El Museo Thyssen-Bornemisza revisa en una amplia exposición la obra del artista noruego más allá de sus obras icónicas y, a la vez, la editorial Nórdica reúne en un volumen parte de su explosiva obra escrita
Del pintor noruego Edvard Munch (1863-1944) sabemos que le robó el grito al gran silencio y que la mala fortuna le hizo sombra desde la infancia (huérfano de madre, de hermana): "Enfermedad, locura y muerte fueron los ángeles que rondaron mi cuna". Su pintura alcanzó el punto de combustión en un expresionismo que no quiso ser inocente (que no pudo serlo), venía de la impaciencia pura del que le exige a la vida más metralla.
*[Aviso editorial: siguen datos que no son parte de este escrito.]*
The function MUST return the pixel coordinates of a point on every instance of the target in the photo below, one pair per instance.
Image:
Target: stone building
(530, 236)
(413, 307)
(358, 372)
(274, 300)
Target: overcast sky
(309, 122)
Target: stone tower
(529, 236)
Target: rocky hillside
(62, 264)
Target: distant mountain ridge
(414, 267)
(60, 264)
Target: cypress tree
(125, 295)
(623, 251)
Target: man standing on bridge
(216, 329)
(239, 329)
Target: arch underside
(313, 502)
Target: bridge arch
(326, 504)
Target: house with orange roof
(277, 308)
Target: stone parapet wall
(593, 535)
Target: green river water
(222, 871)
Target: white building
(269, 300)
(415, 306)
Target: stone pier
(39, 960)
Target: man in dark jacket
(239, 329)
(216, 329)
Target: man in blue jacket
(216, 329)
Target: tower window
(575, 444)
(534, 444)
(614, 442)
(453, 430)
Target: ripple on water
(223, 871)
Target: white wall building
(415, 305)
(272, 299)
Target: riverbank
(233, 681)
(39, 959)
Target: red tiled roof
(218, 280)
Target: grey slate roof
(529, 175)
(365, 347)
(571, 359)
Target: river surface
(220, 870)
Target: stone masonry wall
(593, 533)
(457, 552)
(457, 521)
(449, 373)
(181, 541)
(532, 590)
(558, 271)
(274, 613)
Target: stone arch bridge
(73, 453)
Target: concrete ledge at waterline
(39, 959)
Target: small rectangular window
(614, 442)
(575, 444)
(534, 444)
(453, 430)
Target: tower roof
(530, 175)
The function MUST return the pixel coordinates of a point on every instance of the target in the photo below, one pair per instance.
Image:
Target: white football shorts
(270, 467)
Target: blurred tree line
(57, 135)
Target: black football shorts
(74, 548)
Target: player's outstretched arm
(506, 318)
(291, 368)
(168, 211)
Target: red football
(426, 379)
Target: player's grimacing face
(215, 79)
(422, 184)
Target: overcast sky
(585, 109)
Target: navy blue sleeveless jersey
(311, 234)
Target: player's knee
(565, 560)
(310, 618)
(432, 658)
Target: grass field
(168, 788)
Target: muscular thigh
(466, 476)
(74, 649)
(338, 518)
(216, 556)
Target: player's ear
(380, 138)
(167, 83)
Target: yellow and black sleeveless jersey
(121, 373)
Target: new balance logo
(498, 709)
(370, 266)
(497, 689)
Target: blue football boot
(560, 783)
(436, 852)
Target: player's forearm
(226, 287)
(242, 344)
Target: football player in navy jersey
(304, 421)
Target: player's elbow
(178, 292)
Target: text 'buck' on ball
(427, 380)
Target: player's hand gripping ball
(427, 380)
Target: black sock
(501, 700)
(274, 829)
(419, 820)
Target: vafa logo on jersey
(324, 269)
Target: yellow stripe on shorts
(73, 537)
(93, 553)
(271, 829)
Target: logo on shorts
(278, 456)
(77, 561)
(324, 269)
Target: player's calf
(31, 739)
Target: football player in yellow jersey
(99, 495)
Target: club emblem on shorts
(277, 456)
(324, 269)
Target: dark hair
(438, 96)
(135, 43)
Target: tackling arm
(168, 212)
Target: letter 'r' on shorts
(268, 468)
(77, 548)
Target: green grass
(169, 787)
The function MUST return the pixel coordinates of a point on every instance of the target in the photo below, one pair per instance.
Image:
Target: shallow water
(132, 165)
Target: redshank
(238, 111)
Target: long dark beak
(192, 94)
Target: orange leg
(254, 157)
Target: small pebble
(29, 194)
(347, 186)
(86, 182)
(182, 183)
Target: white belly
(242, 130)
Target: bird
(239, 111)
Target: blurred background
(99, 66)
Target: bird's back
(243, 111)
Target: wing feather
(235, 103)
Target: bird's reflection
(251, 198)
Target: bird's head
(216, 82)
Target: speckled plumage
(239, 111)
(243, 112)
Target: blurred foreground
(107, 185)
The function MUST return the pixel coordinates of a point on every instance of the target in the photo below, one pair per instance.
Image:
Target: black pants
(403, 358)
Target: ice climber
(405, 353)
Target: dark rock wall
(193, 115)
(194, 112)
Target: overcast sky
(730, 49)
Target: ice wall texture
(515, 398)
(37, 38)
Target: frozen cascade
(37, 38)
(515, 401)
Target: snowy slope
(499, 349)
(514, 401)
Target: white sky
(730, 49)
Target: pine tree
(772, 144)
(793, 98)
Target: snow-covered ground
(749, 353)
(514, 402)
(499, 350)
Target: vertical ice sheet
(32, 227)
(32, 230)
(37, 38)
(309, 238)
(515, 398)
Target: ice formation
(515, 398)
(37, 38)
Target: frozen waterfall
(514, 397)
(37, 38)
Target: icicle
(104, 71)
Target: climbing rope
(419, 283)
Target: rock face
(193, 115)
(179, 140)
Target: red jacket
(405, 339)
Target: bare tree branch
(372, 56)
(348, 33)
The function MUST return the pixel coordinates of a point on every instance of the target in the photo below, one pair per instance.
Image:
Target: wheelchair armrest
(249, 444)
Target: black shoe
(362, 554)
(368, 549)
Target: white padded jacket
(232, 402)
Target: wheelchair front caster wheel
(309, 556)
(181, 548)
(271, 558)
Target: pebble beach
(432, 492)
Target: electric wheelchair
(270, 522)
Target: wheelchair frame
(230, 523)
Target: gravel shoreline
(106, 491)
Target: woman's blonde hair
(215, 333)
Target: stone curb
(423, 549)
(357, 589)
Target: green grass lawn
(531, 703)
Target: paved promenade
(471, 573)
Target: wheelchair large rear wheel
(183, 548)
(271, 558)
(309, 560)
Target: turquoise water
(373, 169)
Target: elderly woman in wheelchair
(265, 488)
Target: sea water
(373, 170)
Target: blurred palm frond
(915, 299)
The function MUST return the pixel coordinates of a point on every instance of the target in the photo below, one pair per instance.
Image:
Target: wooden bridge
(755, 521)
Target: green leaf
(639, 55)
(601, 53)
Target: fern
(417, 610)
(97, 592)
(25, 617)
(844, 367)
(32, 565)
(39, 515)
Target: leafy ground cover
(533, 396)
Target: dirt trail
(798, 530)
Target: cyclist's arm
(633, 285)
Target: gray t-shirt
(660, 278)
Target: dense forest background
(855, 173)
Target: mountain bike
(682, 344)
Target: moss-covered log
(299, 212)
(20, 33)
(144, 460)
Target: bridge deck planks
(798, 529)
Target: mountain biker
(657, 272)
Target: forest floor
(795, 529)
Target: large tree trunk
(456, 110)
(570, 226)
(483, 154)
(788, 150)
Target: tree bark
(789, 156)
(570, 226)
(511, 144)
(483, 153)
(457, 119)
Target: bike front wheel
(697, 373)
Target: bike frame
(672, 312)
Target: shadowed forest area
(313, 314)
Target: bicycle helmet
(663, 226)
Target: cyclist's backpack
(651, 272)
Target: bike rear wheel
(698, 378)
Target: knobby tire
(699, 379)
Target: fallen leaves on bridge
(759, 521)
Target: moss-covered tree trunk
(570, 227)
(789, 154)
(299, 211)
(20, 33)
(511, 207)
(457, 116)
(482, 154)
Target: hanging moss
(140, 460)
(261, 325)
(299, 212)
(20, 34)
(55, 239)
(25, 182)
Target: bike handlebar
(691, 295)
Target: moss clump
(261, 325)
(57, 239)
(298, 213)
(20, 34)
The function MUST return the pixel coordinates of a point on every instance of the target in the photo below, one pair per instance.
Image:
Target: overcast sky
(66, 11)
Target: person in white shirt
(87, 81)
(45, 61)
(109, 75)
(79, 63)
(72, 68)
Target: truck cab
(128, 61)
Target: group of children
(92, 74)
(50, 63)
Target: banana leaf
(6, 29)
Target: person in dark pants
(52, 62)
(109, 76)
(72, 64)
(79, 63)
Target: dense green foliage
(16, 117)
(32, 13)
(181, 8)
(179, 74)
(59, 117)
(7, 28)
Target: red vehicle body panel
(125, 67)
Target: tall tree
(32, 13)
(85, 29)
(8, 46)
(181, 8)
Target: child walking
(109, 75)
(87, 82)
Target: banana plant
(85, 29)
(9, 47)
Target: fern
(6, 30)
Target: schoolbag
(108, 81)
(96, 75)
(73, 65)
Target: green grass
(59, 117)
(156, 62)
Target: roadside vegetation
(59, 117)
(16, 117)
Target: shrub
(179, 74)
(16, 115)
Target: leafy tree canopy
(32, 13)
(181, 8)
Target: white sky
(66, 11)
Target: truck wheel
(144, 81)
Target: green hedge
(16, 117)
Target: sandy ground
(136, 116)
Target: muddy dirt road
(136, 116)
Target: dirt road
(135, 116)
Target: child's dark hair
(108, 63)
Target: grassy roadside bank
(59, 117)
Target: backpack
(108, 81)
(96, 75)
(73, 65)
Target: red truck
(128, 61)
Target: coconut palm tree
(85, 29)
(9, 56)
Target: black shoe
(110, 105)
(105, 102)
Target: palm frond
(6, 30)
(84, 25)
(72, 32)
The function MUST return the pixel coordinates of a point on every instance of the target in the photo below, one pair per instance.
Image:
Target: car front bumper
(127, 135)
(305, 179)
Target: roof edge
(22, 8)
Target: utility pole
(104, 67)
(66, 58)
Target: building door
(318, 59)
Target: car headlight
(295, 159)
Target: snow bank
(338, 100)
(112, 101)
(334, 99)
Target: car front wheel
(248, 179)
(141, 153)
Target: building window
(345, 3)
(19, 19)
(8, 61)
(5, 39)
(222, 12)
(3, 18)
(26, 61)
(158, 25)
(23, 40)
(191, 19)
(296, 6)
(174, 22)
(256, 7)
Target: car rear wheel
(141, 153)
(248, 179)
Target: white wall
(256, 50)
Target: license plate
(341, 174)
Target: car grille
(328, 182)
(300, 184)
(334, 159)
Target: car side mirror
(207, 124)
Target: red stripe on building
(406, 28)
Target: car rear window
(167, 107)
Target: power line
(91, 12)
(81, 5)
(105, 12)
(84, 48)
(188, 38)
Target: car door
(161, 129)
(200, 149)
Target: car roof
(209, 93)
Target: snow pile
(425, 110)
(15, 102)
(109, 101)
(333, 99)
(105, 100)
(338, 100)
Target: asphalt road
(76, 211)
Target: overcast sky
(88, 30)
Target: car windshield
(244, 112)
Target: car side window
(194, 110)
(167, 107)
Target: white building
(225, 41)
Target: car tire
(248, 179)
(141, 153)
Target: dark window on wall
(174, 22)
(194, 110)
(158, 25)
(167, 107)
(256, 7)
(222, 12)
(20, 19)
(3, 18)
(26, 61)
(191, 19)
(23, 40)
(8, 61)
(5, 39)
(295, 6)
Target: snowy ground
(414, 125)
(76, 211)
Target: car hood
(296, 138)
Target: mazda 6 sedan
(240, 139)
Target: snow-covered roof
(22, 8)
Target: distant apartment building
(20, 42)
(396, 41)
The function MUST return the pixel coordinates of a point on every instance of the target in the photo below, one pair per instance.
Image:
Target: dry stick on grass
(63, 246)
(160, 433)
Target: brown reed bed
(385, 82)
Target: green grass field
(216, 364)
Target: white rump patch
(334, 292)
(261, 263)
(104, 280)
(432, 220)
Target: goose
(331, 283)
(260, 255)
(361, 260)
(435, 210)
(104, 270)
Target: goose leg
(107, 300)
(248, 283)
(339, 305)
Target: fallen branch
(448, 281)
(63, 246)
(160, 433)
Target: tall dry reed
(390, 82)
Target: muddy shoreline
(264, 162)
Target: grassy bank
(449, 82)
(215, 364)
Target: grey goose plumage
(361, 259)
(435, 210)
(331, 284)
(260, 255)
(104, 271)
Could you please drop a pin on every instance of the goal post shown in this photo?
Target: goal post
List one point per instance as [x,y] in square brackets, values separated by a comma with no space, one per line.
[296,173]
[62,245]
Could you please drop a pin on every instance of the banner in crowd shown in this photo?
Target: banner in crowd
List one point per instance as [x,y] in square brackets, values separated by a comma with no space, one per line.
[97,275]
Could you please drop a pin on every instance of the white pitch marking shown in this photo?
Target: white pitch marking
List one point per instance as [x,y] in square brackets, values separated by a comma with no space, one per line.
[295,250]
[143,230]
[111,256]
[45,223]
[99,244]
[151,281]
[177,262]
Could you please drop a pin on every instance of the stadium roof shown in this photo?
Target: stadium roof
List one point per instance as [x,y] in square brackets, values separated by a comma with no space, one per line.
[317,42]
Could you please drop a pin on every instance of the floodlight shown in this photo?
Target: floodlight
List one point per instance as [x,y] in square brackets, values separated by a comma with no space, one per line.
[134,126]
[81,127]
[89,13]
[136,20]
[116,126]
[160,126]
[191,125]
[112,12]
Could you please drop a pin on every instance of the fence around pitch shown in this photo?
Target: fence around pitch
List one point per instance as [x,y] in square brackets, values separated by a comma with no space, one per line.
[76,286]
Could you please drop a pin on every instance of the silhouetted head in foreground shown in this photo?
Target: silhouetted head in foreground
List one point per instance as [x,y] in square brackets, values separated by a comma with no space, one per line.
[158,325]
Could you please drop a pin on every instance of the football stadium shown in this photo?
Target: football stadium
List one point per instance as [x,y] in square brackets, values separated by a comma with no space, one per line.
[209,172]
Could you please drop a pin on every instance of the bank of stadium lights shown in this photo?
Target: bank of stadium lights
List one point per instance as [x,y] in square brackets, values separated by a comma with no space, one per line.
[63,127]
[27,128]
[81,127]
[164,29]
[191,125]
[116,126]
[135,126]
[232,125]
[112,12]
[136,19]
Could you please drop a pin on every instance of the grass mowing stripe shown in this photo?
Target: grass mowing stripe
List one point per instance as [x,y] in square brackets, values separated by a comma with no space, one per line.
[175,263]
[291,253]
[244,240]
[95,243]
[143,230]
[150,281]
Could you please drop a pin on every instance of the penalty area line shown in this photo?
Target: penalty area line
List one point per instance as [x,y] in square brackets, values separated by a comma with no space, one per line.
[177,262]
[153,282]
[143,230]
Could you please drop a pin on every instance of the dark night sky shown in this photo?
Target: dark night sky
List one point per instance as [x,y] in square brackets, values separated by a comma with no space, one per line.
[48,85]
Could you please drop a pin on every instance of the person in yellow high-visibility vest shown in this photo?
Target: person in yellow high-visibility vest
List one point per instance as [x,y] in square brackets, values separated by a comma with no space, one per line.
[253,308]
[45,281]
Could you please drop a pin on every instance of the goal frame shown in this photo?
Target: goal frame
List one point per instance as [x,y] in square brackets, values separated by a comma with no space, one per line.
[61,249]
En la familia sólo quedaron el joven aprendiz de pintor y un padre abducido por una fe radical: "Mi padre tenía un carácter sumamente nervioso, además estaba tan obsesionado con la religión, era psiconeurótico. De él heredé la semilla de la maldad. El miedo, la pena y la muerte estuvieron a mi lado desde el día que nací". Así comienza todo, sometido a muchos vaivenes inestables.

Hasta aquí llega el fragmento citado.